CIAlign consists of several functions to clean an MSA by removing commonly encountered alignment issues. All of these functions are optional and can be fine-tuned using user parameters. All parameters have default values. The available functions are presented here in the order they are executed by the program. The order can have a direct impact on the results, the functions removing positions that lead to the greatest disruptions in the MSA should be run first, as they potentially make removing more positions unnecessary and therefore keep processing to a minimum. For example, divergent sequences often contain many insertions compared to the consensus, so removing these sequences first reduces the number of insertions which need to be removed. Sequences can be made shorter during processing with CIAlign and therefore too short sequences are removed last.

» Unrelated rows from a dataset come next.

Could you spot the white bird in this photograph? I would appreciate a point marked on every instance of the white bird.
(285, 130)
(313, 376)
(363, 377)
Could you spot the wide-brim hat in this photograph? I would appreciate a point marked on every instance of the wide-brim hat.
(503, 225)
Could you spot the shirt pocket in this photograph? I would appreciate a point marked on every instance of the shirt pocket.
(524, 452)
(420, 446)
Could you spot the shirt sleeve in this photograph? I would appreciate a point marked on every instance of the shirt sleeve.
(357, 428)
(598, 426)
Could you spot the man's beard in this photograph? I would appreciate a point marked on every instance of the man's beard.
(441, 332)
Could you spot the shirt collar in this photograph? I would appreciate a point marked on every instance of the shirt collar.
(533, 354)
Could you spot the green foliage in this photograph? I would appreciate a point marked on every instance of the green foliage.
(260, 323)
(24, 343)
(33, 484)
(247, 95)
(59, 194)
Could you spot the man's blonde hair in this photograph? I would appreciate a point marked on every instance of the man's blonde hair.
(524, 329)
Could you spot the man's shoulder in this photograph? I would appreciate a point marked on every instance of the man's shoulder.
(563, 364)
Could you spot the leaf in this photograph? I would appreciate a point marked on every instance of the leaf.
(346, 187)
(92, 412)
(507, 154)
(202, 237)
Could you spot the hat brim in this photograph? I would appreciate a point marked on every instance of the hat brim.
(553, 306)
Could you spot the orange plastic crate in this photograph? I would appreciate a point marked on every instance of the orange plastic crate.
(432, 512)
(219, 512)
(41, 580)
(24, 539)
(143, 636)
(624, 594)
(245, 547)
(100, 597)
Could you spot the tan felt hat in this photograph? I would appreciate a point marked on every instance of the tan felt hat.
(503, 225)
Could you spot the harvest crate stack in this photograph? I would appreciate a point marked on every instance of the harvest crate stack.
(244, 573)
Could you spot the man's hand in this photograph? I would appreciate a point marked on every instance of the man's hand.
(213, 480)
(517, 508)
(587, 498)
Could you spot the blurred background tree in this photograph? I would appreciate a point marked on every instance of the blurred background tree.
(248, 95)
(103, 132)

Figure 1 shows a graphical representation of an example toy alignment before (Fig. 1A) and after (Figs. 1B1F) using each function individually. The remove gap only function is run by default after every cleaning step, unless otherwise specified by the user.

Mini alignments showing the main functionalities of CIAlign based on Example 1.

Figure 1: Mini alignments showing the main functionalities of CIAlign based on Example 1.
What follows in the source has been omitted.